You want to receive $\$ 600$ at the end of each year for 4 years. Interest is $5.1 \%$ compounded annually.
(a) How much would you have to deposit at the beginning of the 4-year period?
(b) How much of what you receive will be interest?
(a) The deposit is $\$ \square$.
(Round the final answer to the nearest cent as needed. Round all intermediate values to six decimal places as needed.)
(b) The interest is $\$$
(Round the final answer to the nearest cent as needed. Round all intermediate values to six decimal places as needed.)

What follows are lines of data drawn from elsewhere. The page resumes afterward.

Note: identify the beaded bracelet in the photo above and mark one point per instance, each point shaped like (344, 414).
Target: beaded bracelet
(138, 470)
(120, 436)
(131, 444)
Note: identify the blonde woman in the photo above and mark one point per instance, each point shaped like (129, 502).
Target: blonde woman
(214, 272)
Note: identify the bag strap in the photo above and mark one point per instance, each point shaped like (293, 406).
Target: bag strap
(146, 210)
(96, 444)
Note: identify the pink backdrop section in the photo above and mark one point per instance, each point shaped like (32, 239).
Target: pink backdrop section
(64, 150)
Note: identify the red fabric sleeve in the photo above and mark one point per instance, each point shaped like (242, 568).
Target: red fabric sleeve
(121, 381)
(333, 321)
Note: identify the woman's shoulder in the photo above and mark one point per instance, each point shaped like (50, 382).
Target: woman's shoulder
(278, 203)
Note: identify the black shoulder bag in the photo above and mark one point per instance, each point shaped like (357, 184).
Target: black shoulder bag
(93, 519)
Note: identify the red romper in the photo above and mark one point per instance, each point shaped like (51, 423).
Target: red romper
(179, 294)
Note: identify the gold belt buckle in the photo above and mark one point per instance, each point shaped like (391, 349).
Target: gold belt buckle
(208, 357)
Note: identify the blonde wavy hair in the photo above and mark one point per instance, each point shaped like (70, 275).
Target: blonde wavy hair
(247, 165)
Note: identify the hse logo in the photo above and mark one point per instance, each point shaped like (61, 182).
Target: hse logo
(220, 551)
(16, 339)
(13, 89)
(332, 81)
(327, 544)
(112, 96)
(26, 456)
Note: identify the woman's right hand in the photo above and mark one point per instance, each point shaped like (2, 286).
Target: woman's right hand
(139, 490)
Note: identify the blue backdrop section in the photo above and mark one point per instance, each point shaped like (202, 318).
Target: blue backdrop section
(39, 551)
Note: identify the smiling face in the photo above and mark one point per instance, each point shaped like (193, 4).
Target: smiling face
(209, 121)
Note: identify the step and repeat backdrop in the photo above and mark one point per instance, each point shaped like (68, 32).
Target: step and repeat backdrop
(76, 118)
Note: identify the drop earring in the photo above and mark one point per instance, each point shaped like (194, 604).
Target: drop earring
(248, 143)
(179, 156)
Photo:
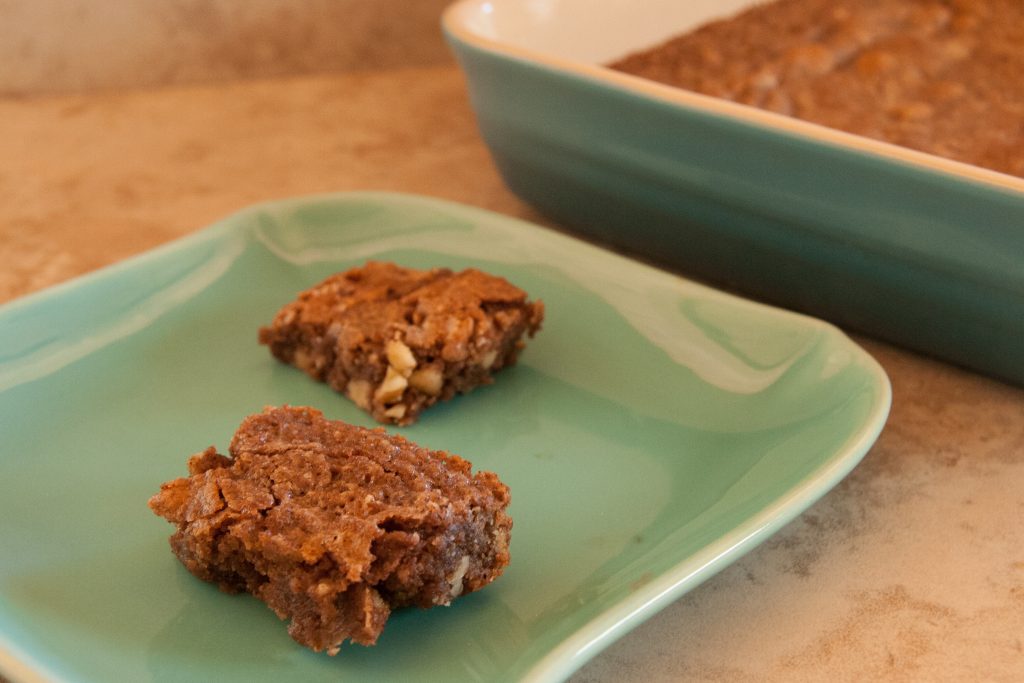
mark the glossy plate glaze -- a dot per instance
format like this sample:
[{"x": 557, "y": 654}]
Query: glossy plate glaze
[
  {"x": 914, "y": 249},
  {"x": 653, "y": 432}
]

Step 1 ：Given that the annuity payment (PMT) is $600, the interest rate per period (r) is 5.1% or 0.051, and the number of periods (n) is 4 years, we can use the formula for the present value of an annuity to find the amount to be deposited at the beginning of the 4-year period. The formula is: \(P = PMT \times \frac{1 - (1 + r)^{-n}}{r}\)

Step 2 ：Substituting the given values into the formula, we get: \(P = 600 \times \frac{1 - (1 + 0.051)^{-4}}{0.051}\)

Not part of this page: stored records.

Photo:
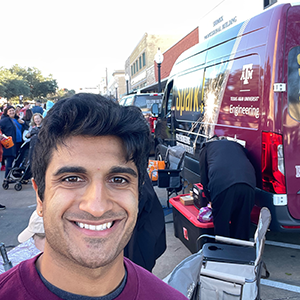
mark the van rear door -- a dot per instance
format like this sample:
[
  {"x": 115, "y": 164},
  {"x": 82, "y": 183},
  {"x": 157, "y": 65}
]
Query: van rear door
[{"x": 291, "y": 111}]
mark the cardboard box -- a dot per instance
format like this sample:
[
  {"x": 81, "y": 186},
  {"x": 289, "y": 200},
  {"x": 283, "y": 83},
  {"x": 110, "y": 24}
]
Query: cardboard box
[
  {"x": 199, "y": 196},
  {"x": 187, "y": 200},
  {"x": 186, "y": 226}
]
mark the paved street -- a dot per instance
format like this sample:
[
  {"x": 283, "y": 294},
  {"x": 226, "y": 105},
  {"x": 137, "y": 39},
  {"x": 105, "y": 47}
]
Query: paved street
[{"x": 282, "y": 260}]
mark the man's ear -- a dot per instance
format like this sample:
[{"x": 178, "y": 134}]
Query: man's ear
[{"x": 39, "y": 202}]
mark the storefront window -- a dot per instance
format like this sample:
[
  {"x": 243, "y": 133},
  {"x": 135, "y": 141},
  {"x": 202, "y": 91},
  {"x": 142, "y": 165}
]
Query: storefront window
[{"x": 294, "y": 83}]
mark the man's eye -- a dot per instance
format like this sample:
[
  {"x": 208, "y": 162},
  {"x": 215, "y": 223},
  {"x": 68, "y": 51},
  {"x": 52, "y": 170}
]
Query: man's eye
[
  {"x": 73, "y": 179},
  {"x": 119, "y": 180}
]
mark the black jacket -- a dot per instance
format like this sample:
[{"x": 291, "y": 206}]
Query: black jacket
[
  {"x": 148, "y": 240},
  {"x": 224, "y": 163},
  {"x": 8, "y": 128}
]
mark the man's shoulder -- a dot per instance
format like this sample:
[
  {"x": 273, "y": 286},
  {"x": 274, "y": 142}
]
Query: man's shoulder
[
  {"x": 144, "y": 285},
  {"x": 15, "y": 283}
]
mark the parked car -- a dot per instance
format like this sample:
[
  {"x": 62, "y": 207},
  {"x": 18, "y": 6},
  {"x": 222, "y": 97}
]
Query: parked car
[{"x": 145, "y": 101}]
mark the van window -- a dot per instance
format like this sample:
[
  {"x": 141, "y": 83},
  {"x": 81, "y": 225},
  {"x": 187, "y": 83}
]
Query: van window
[
  {"x": 188, "y": 97},
  {"x": 141, "y": 102},
  {"x": 128, "y": 101},
  {"x": 294, "y": 83}
]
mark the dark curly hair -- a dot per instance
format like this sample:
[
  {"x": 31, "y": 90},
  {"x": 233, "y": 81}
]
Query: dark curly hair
[{"x": 91, "y": 115}]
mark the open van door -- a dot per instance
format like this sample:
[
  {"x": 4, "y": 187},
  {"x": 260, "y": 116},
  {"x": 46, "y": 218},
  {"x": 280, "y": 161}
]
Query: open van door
[{"x": 291, "y": 113}]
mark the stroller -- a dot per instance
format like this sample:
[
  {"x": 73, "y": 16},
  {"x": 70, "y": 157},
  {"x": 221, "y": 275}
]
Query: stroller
[
  {"x": 228, "y": 269},
  {"x": 20, "y": 172}
]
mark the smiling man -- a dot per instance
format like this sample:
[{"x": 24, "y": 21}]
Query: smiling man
[{"x": 88, "y": 169}]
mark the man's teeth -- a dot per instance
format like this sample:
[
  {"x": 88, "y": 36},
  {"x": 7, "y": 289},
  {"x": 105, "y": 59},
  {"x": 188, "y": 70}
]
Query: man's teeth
[{"x": 95, "y": 227}]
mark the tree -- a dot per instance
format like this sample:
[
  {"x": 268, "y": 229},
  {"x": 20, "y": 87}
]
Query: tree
[
  {"x": 42, "y": 89},
  {"x": 16, "y": 87},
  {"x": 27, "y": 82}
]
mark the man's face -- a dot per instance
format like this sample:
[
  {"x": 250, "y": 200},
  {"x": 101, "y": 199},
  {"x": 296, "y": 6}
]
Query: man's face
[
  {"x": 90, "y": 202},
  {"x": 11, "y": 113}
]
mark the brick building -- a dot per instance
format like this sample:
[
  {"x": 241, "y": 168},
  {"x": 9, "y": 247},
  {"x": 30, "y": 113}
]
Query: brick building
[
  {"x": 140, "y": 64},
  {"x": 170, "y": 56}
]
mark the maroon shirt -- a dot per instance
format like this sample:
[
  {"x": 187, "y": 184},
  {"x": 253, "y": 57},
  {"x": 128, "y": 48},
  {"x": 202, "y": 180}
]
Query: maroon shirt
[{"x": 23, "y": 283}]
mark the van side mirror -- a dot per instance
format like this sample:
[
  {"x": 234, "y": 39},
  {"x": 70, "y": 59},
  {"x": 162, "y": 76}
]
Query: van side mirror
[{"x": 154, "y": 110}]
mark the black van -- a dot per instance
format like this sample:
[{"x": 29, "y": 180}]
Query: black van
[
  {"x": 243, "y": 84},
  {"x": 144, "y": 101}
]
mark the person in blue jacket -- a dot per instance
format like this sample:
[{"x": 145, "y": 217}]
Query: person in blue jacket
[
  {"x": 229, "y": 181},
  {"x": 11, "y": 125}
]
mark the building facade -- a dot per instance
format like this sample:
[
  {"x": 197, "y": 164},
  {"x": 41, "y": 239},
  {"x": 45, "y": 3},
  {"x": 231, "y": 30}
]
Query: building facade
[{"x": 140, "y": 64}]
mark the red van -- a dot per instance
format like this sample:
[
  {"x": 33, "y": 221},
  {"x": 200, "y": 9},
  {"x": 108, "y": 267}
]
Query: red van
[{"x": 244, "y": 84}]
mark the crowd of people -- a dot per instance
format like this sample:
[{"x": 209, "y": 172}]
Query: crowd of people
[
  {"x": 92, "y": 207},
  {"x": 21, "y": 124}
]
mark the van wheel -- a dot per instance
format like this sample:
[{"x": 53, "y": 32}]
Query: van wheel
[
  {"x": 158, "y": 155},
  {"x": 18, "y": 187},
  {"x": 5, "y": 185}
]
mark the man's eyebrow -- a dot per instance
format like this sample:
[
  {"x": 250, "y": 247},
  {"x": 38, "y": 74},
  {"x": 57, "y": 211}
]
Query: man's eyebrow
[
  {"x": 127, "y": 170},
  {"x": 70, "y": 169}
]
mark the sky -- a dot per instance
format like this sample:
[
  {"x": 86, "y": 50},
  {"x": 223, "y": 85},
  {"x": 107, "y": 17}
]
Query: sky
[{"x": 76, "y": 41}]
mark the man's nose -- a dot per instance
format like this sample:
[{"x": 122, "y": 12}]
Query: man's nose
[{"x": 96, "y": 199}]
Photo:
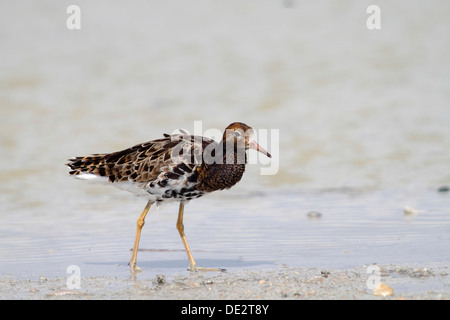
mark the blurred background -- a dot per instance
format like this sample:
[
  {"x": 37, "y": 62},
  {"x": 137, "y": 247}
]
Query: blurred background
[{"x": 355, "y": 108}]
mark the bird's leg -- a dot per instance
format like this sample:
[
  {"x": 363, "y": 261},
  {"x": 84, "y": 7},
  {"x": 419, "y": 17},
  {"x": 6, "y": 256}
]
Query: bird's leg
[
  {"x": 180, "y": 227},
  {"x": 140, "y": 223}
]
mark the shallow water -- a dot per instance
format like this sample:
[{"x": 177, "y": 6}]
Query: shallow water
[{"x": 362, "y": 116}]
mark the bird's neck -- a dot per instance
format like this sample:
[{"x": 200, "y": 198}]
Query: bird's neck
[{"x": 218, "y": 176}]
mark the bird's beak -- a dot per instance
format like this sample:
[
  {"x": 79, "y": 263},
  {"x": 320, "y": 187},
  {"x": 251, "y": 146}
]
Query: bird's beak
[{"x": 253, "y": 145}]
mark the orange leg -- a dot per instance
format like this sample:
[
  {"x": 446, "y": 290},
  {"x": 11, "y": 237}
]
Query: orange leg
[
  {"x": 180, "y": 227},
  {"x": 140, "y": 223}
]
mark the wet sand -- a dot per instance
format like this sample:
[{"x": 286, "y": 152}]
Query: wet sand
[{"x": 283, "y": 283}]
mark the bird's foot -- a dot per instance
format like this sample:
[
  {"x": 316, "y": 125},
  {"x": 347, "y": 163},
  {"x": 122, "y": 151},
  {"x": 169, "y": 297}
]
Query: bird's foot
[{"x": 134, "y": 268}]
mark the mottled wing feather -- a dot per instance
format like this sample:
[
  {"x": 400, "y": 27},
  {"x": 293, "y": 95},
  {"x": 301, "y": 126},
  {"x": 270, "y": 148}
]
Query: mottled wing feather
[{"x": 166, "y": 158}]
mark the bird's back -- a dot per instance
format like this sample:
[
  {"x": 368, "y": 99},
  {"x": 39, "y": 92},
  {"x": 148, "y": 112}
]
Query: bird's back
[{"x": 160, "y": 169}]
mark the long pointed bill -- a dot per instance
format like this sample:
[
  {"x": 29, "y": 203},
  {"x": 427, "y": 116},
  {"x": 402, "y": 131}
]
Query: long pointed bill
[{"x": 253, "y": 145}]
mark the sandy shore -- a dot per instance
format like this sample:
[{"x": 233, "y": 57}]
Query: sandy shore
[{"x": 403, "y": 282}]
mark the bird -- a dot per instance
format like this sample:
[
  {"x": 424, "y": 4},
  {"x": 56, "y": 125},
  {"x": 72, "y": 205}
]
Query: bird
[{"x": 177, "y": 167}]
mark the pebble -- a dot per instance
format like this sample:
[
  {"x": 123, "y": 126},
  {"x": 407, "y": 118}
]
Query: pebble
[
  {"x": 383, "y": 290},
  {"x": 409, "y": 211}
]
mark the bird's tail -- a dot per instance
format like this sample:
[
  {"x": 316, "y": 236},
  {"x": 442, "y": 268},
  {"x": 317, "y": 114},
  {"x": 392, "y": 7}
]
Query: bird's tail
[{"x": 89, "y": 167}]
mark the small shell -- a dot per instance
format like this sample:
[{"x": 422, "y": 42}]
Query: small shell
[{"x": 383, "y": 290}]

Step 3 ：Calculating the above expression, we find that \(P = 2122.637434235277\)

Step 4 ：Rounding to the nearest cent, the amount to be deposited at the beginning of the 4-year period is \(\boxed{2122.64}\)

Step 5 ：To find the total interest received over the 4-year period, we first calculate the total amount received, which is \(PMT \times n = 600 \times 4 = 2400\)

Step 6 ：The interest is the total amount received minus the initial deposit, so \(interest = 2400 - 2122.637434235277 = 277.36256576472306\)

Step 7 ：Rounding to the nearest cent, the total interest received over the 4-year period is \(\boxed{277.36}\)